Even though the current situation in the field of green public procurement is not satisfactory, the participants of today's webinar believe that Serbia, following best practice examples from the European Union, could gradually improve the current conditions regarding green public procurement.
- Along with the Netherlands, holding the absolute record with 100% central and 75% local green public procurement, member states that stand out by successfully resolving the matter of public procurement include Croatia and Slovenia. For example, Croatia adopted its first Action plan in 2015, organizing 60 specialized training on this topic, with more than 1000 participants, in the same year. The practice was also continued the following year, and the country developed a large number of guides and manuals as a form of professional assistance. This approach resulted in around 550 contracts with the green criteria already in 2018, and nearly 1700 last year – said Danilo Radičević, Policy Officer in NALED.
More about the problems and challenges faced by Serbian purchasers and bidders in the field of green procurement was discussed by a representative of organization Alhem, Jasminka Ranđelović.

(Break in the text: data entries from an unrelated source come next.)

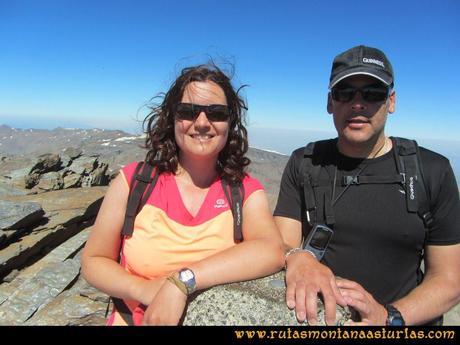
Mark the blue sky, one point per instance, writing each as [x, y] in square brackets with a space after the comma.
[95, 63]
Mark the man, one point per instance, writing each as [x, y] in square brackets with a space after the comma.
[356, 186]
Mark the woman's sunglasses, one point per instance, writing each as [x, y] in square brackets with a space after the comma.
[214, 112]
[370, 94]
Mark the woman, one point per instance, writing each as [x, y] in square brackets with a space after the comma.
[183, 236]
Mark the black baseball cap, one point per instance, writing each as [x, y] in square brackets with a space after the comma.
[361, 60]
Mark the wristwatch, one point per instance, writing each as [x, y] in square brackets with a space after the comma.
[394, 317]
[187, 277]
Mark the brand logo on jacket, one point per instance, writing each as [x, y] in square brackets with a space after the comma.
[220, 203]
[411, 188]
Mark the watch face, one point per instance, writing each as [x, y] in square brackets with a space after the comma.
[396, 321]
[186, 275]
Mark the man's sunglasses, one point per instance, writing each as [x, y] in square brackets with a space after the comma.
[214, 112]
[370, 94]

- We need to start from the fact that not enough citizens, particularly purchasers and bidders, are aware of the importance of this topic. In this sense, trainings and other forms of expert and professional support for purchasers and bidders could be of crucial benefit, particularly for the formulation of criteria and publishing of open call documentation. On the other hand, the thing that further complicates the whole situation is the evident lack of coordination and cooperation between state authorities in charge of green procurement. This is why it is highly important for the state to get involved and contribute by, for start, identifiying the priority categories of procurement that should include the green criteria – says Ranđelović.
The campaign „Month of Public Procurement“ was launched in early July by NALED and association Bidders of Serbia within the project „Public Private Dialogue for Growth“ financed by USAID, thus enabling interested public to nominate their proposals and solutions via website jpd.rs and contribute towards improving the public procurement system in Serbia.